Microsoft (which already offers some applications via its Azure cloud to lure in life sciences) might be the source of such a project and did take initialinterest in DRC's benchmarking effort. The coprocessor company approached them before undertaking the benchmark as they felt that some of their big life sciences customers who were using Windows HPC Server needed benchmarks not based on Linux (although by the way the results between Linux and HPC Server were comparable).

Jason Stowe, CEO of Cycle Computing noted that there is demand for Smith-Waterman as a service and that it can be successful. In a short interview Stowe noted that, "When it comes to Smith-Waterman, we have nVidia GPU-enabled versions (CUDA SW++) deployed on our CycleCloud Clusters-as-a-Service, that accelerate this algorithm to run 10-50x as fast as BLAST on comparable queries. CycleCloud's ability to start up 64 GPU clusters on Amazon EC2 in 15 minutes enables users to take advantage of both GPU-acceleration, and cloud cost-cutting, to analyze whole genomes using Smith-Waterman, at a fraction of the cost."

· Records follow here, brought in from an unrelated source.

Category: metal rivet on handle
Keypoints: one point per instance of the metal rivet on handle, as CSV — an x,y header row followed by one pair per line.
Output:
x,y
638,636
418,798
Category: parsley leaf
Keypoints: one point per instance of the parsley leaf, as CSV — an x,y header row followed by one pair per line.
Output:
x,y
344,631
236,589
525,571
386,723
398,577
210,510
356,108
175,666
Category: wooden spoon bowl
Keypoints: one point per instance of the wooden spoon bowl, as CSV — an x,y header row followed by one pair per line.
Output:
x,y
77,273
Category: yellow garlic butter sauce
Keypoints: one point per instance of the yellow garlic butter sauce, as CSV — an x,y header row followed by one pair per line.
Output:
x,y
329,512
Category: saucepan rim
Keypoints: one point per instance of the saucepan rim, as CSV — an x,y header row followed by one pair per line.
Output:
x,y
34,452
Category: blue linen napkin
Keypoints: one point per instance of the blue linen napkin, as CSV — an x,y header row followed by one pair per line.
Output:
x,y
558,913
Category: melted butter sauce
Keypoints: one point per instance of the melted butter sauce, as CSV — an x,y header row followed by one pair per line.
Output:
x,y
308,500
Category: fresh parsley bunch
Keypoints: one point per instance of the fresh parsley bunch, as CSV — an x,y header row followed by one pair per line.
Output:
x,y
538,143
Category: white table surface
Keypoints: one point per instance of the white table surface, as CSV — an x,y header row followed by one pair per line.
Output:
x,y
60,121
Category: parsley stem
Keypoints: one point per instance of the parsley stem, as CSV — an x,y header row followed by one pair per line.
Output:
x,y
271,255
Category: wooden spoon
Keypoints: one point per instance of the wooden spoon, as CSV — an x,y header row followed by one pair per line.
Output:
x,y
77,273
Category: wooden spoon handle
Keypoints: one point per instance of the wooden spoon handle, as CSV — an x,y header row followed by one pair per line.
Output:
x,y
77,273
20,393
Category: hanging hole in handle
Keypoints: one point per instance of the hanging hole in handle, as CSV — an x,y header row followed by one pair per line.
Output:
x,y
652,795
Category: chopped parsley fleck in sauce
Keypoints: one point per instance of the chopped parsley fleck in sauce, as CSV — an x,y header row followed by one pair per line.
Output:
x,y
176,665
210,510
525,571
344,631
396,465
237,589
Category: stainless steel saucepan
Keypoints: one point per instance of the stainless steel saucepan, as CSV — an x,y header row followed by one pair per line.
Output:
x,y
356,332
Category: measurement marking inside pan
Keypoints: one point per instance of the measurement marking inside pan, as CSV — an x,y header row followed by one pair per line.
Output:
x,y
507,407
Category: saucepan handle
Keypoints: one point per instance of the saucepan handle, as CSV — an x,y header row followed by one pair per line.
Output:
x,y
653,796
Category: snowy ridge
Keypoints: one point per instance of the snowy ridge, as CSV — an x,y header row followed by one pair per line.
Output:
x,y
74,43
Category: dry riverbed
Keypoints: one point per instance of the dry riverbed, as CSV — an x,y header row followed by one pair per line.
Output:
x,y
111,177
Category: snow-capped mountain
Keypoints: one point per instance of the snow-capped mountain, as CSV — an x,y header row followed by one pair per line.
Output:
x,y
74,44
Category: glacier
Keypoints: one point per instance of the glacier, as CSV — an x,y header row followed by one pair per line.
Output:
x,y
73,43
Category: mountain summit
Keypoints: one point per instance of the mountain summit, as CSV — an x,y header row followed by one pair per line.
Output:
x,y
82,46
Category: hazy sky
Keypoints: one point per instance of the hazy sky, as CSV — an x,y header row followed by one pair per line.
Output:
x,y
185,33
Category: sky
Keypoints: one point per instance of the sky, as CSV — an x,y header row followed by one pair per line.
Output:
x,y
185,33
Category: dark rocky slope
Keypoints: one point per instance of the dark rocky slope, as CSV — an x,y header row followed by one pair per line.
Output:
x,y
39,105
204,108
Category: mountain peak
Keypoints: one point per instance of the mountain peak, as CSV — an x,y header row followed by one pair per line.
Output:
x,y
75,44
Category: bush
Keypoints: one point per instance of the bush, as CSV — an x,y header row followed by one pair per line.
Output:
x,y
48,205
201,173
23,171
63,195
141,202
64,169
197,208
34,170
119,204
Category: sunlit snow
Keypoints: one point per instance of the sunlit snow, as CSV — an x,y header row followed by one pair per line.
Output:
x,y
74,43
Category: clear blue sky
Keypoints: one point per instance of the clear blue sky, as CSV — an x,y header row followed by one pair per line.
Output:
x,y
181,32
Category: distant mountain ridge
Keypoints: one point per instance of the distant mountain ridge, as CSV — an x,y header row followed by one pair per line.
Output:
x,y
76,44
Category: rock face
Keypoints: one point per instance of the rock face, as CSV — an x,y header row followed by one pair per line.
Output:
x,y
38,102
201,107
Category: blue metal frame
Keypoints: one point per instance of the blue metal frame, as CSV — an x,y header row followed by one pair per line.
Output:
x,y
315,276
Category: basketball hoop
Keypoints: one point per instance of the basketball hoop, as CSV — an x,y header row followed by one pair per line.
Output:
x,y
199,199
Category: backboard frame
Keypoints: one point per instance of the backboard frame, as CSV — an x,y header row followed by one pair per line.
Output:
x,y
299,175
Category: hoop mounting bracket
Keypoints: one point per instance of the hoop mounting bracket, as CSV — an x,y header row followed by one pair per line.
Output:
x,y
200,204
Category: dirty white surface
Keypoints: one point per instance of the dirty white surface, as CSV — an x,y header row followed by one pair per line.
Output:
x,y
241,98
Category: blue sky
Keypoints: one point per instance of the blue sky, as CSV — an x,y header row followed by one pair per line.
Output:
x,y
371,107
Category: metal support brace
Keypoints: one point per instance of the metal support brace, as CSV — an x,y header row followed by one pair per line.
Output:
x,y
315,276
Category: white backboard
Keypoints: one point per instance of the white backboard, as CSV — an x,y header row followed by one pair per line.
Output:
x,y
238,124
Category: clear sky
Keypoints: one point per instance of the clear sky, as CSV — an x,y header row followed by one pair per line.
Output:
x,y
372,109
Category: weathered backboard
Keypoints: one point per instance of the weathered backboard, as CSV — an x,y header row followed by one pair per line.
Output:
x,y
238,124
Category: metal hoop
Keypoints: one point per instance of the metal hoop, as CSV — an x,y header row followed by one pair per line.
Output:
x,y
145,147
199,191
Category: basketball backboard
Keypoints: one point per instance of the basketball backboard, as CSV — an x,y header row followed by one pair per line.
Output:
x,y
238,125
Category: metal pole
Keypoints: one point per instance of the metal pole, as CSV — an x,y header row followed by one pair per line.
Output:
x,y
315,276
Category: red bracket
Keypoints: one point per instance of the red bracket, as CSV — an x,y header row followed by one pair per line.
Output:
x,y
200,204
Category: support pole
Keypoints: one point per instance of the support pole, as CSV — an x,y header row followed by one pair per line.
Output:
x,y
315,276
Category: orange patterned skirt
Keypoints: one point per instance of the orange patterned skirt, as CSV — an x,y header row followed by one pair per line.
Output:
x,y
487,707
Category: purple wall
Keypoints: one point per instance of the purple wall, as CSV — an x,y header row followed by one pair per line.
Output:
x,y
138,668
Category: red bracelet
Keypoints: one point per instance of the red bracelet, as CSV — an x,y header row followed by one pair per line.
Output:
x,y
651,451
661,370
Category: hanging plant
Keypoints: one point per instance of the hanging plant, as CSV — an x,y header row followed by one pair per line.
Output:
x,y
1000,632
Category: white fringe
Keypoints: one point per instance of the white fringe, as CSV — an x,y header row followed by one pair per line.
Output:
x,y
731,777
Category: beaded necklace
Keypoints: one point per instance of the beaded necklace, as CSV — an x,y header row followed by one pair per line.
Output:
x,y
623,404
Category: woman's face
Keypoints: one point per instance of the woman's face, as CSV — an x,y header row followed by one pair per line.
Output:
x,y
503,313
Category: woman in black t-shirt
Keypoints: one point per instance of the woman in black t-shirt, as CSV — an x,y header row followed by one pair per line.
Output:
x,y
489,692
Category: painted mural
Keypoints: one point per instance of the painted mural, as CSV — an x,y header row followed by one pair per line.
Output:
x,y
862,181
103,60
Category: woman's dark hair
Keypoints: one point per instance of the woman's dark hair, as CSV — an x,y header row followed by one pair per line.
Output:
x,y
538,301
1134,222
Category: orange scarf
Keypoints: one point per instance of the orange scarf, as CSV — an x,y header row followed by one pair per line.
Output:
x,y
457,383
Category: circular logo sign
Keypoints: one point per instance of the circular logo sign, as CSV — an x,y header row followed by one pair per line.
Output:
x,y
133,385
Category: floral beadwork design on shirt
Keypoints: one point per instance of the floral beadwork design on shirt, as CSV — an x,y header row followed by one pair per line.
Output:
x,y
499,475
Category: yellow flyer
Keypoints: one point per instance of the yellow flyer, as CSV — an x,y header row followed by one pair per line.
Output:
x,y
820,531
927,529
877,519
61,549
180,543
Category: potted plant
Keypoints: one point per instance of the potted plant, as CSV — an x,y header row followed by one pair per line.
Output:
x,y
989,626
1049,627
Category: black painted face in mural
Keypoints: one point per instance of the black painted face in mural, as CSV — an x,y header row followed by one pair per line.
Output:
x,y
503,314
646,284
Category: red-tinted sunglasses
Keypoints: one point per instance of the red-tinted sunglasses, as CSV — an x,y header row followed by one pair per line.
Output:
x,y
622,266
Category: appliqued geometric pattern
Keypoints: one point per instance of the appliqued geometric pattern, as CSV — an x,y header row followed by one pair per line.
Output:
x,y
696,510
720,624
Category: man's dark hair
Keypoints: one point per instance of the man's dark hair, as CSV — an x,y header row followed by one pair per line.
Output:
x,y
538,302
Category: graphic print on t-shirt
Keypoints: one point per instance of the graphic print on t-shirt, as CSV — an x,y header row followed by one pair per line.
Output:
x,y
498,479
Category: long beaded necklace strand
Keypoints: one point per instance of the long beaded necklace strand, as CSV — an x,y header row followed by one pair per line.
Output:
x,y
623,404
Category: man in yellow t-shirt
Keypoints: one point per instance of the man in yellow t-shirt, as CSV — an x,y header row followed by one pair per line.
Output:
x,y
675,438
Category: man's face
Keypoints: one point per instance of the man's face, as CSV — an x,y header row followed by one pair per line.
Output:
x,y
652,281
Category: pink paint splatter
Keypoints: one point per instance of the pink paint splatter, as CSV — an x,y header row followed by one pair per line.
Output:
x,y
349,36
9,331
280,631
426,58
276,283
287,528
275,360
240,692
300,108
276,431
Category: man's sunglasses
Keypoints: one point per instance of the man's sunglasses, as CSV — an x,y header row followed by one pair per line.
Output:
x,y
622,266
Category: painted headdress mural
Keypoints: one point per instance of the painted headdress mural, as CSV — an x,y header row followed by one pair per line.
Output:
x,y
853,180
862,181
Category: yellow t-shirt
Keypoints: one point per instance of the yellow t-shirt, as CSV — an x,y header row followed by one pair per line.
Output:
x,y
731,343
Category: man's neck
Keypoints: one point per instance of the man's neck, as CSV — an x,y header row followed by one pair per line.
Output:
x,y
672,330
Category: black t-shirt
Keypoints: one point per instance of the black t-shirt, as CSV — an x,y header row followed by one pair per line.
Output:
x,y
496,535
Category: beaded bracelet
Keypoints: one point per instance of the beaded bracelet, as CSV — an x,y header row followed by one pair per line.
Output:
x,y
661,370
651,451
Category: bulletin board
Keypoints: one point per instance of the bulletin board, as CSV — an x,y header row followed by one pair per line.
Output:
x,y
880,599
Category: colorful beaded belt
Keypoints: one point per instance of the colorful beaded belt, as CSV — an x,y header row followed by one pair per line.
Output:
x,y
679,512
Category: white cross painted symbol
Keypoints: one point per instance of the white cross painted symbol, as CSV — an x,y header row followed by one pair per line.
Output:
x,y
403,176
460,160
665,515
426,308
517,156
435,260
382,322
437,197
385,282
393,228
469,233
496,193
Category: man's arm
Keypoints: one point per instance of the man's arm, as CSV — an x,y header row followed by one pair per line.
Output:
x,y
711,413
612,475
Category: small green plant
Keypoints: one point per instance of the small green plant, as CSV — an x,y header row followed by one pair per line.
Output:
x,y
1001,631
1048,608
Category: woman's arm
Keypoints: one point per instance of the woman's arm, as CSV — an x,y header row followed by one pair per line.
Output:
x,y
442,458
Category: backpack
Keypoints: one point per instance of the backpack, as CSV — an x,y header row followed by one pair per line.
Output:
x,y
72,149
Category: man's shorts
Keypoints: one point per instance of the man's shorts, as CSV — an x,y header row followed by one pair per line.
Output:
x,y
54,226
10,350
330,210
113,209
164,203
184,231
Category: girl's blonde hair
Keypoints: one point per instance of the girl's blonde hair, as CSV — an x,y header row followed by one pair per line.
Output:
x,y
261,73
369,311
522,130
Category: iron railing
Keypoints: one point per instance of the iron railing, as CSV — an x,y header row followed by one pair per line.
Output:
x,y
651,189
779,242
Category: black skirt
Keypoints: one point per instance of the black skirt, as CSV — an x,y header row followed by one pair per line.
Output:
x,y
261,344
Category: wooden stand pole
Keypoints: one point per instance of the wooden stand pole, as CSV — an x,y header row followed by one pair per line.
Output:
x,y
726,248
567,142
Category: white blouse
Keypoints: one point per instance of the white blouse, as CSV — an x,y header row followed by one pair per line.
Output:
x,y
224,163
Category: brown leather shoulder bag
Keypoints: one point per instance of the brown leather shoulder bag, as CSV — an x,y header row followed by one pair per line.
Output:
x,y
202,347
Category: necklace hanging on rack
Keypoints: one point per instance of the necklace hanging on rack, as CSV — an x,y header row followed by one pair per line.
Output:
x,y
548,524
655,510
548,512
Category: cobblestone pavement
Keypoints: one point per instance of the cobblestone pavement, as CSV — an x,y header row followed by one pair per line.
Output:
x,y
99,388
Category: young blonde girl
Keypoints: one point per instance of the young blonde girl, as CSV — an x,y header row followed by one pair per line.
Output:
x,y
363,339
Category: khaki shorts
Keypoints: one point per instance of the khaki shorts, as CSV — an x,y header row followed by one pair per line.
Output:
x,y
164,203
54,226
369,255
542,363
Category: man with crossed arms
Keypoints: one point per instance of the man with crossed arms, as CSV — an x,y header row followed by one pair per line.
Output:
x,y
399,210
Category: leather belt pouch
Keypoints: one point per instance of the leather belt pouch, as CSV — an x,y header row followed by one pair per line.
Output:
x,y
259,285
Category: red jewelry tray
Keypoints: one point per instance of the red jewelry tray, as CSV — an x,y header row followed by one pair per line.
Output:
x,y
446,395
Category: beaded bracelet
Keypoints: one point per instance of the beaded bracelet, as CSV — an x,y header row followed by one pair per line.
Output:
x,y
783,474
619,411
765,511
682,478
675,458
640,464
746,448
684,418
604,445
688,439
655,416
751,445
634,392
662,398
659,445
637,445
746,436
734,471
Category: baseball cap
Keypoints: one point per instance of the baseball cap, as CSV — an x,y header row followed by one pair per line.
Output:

If the algorithm, which produces superior results but has been prohibitively expensive finds the needed acceleration to make it more affordable, demand could rise for the decades-old code, especially if it is being run remotely on a pay-as-you-go basis.

While there is certainly some speculation here, what is clear is that there could be a new slant on old tools to cure diseases. As DRC’s Roy Graham stated, “The FPGA is a means to an end, so although this is a nice FPGA story, the real story is now we have the ability to provide highly accurate assessments of an individual’s affinity to a specific disease condition. In predictive diagnosis, accuracy is key and so far it’s been compromised because of a lack of cost effective computing resources. We now have the platform that can bridge the cost/accuracy divide.”